Another virus emerged when I was a teenager, this one a certain death sentence. In 1981, reports began surfacing of an immune deficiency syndrome associated with clusters of gay men in Southern California and New York City. In 1982, the Centers for Disease Control began calling the syndrome Acquired Immune Deficiency Syndrome, or AIDS, and by 1984 scientists identified its cause as the virus HIV. In 1992, the year I graduated college, AIDS was the leading cause of death for men between the ages of 25 and 44 in the United States. By 1994 it was the leading cause of death of all adults in that age group. Nearly 50,000 people died that year alone.

During college and throughout most of the rest of my twenties, the threat of HIV hung over my dating life like the perpetual anvil teetering over Wile E. Coyote’s head. I was hardly in a high risk category, but I could still work myself into such a tizzy of paranoia about the virus that I got tested every chance I got, even if I’d been celibate since the last test (and the one before that). This anxiety bordered on the absurd, not to mention the egomaniacal, since plenty of people I knew and cared about truly were at risk and some were getting horrifically ill. Still, the public health message during that time erred on the side of suggesting that any act of uncondomized sex, be it between two teenage virgins in Iowa or IV-drug users in Haight Ashbury, was tantamount to stepping in front of a speeding truck.

The virus we now face has very different contours than HIV. Whereas public health officials used to warn people that “each time you have sex with someone it’s like having sex with every person they’ve had sex with,” the analogy now applies to simply breathing the same air as someone else. Instead of wondering about someone’s sexual history and HIV risk while on a date, we’re worried about who we stood too close to in an elevator or a supermarket line. Meanwhile, 31 years after she included an AIDS fact sheet in the sleeve of her 1989 album Like A Prayer, Madonna is making Instagram videos from her bathroom about the Covid-19 crisis, one in which she sings about eating fried fish because there’s no pasta in the stores (though are we to believe Madonna eats either of those?) and one in which she sits naked in her bathtub talking earnestly about Covid-19 as “the great equalizer.”

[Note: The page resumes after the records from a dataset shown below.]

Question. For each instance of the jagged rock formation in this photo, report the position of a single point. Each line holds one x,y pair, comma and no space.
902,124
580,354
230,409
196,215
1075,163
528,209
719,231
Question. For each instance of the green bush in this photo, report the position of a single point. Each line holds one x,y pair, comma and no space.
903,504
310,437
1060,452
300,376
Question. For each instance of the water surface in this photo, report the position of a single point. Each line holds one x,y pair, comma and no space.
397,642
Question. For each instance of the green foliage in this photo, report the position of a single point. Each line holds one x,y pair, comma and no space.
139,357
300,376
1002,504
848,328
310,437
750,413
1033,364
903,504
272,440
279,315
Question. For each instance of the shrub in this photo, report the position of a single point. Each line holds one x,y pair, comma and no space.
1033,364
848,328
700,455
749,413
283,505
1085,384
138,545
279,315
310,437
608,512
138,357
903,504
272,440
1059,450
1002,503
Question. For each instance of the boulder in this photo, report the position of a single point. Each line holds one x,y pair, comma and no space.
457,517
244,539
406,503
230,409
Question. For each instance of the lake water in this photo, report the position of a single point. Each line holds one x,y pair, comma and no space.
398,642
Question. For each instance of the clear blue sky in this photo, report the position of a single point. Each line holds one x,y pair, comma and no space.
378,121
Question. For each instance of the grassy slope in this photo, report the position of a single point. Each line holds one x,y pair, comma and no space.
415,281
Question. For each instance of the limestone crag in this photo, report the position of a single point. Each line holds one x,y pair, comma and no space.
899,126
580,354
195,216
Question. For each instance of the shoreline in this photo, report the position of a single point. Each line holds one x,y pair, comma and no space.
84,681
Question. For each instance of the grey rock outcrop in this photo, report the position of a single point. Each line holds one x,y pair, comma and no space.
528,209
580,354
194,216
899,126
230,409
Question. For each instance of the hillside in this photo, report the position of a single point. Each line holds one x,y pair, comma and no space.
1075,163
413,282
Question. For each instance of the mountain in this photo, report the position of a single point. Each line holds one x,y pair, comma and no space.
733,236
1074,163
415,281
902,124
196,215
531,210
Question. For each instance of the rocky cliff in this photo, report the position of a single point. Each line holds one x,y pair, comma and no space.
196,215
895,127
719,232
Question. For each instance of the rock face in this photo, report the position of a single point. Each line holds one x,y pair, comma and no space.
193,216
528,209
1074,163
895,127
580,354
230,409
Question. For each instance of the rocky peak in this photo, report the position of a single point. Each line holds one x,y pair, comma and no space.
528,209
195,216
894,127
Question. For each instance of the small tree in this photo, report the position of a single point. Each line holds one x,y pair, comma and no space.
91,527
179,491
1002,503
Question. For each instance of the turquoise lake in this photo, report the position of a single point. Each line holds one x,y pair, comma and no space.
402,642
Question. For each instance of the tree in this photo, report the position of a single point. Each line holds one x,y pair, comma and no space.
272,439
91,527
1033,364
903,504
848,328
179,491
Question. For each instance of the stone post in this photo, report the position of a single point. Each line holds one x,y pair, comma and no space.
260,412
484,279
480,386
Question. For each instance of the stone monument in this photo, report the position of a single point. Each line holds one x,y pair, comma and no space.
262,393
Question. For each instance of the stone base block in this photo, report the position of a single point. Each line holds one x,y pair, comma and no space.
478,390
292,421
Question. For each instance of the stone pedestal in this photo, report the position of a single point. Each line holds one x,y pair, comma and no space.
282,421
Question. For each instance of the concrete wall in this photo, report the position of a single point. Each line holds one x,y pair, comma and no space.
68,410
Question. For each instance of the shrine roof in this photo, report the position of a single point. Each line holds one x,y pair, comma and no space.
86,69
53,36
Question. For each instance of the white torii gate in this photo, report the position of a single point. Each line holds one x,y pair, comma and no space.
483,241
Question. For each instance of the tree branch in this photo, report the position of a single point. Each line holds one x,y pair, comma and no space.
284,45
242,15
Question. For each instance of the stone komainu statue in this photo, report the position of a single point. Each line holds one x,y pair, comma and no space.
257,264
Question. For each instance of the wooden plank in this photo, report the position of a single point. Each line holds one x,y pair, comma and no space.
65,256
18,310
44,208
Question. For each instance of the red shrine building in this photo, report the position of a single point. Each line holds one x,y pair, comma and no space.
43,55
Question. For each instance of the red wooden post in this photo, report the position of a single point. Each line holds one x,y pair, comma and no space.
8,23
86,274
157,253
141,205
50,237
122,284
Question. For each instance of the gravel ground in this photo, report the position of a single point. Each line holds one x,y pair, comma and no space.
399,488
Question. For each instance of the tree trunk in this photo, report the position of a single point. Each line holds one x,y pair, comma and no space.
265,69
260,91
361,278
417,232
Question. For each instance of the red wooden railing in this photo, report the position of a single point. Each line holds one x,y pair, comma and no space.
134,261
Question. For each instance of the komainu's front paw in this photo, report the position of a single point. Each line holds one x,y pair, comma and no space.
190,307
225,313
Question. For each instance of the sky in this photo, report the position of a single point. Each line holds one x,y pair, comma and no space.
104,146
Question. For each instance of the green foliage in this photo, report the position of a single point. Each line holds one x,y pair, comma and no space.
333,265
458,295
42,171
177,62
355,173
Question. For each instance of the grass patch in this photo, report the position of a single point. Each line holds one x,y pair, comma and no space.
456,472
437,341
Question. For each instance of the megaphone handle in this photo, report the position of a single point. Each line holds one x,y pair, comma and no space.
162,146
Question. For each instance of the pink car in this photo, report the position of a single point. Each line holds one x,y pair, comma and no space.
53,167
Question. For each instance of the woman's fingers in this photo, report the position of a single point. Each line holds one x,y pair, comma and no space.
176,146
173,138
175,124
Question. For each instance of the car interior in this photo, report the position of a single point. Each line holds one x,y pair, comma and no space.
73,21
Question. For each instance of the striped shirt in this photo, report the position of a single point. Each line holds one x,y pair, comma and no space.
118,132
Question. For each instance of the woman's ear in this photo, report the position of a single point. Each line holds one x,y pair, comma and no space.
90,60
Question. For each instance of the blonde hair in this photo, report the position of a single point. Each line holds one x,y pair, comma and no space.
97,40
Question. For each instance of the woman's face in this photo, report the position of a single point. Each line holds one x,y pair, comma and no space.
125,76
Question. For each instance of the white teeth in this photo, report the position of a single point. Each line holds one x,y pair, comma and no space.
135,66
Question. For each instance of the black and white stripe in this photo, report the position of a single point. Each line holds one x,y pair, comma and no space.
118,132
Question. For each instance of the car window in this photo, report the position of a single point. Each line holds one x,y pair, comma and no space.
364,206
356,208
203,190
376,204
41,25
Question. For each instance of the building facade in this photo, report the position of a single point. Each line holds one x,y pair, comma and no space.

Those videos have gone viral, as have those of countless celebrities looking to kill time and entertain their audiences during this indefinite period of social distancing. The generations that until now associated viral activity with memes and computer bugs are getting about as rude an awakening as it’s possible to get. Despite what appears to be a disproportionate ability to avoid getting deathly ill even if infected, there are plenty of young people lying in ICU beds right now and as of March 18, the CDC reported that nearly 40 percent hospitalized Covid-19 patients were between the ages of 20 and 54. That’s a lot scarier than what supposedly “non high risk” people of earlier generations faced with HIV and it’s certainly not even in the same universe as a de rigueur childhood virus like chickenpox. It’s no surprise then that the virally-shamed spring breaker from Ohio took to Instagram last week to apologize for his remarks. “I will continue to reflect and learn from this and pray for our well-being,” he wrote.

If it took social media virality to get him to understand a real virus, he’s certainly not the only one.